Special to The Seattle Times
'The Chronicles of Narnia: The Voyage of the Dawn Treader,' with Ben Barnes, Georgie Henley, Skandar Keynes, Will Poulter; and the voices of Liam Neeson, Tilda Swinton, Simon Pegg. Directed by Michael Apted, from a screenplay by Christopher Markus, Stephen McFeely and Michael Petroni, based on the C.S. Lewis novel. 115 minutes. Rated PG for some frightening images and sequences of fantasy action. Several theaters.
Except for a few familiar faces, the uninspired, desperate-looking "The Chronicles of Narnia: The Voyage of the Dawn Treader" doesn't bear much resemblance to its predecessors in a film franchise based on C.S. Lewis' beloved "Narnia" fantasy novels.
The first movie, "The Chronicles of Narnia: The Lion, the Witch and the Wardrobe," had traces of magic and dynamic relationships.
"The Chronicles of Narnia: Prince Caspian" was more prosaic, yet ambitious and somewhat soulful in its own way. The action-heavy sequel was meant to be one link in a long, mood-shifting story with several more features to go.
"Prince Caspian" made $420 million at the worldwide box office, but the "Narnia" series has been overhauled anyway. Recent articles suggest the project may never be completed.
Director Andrew Abramson, who made the earlier adaptations, has been replaced on "Dawn Treader" by journeyman filmmaker Michael Apted ("Gorillas in the Mist"). Apted is clearly in rescue mode. Working with what looks like a straight-to-video budget — in startling contrast to the other, more lavish "Narnia" releases — the director hopes the less-impressive production will succeed on ideas and character development. It partially does.

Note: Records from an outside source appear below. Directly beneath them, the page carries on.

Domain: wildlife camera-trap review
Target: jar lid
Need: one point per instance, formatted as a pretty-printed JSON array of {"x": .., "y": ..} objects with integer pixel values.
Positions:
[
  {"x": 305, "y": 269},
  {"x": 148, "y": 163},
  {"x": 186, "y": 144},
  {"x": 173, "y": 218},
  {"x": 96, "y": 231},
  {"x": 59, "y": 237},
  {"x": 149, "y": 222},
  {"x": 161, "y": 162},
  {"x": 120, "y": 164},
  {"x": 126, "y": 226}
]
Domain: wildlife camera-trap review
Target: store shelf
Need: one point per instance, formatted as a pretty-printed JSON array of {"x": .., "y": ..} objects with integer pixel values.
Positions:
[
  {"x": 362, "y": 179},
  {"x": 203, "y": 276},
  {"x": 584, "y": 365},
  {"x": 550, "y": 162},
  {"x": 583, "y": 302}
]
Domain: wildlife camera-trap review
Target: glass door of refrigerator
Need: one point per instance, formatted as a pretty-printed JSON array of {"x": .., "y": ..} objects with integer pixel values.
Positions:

This time, only two of the original Pevensie kids, Lucy (Georgie Henley) and Edmund (Skandar Keynes), are called back to Narnia, with their obnoxious cousin Eustace (Will Poulter) in tow. There, Caspian (Ben Barnes) needs their assistance on a mission requiring faith to avoid such destructive temptations as power, vanity and greed.
Aslan the Godlike lion (voiced by Liam Neeson) and a computer-generated version of Tilda Swinton's the White Witch make cameo appearances. They're not essential to "Dawn Treader's" immediate story, but their thin presence is another reminder of the film's cut-to-the-bone economy.
More embarrassing is the Dawn Treader itself, a warrior ship that looks like a cheesy, theme-park exhibit.
The best, and freshest, thing about "Dawn Treader" is the relationship between returning mouse warrior Reepicheep (charmingly voiced by Simon Pegg) and Eustace, whose transformation from brat to hero is most rewarding. You might walk out of "Dawn Treader" wondering where the "Narnia" film series went, but there are some satisfactions.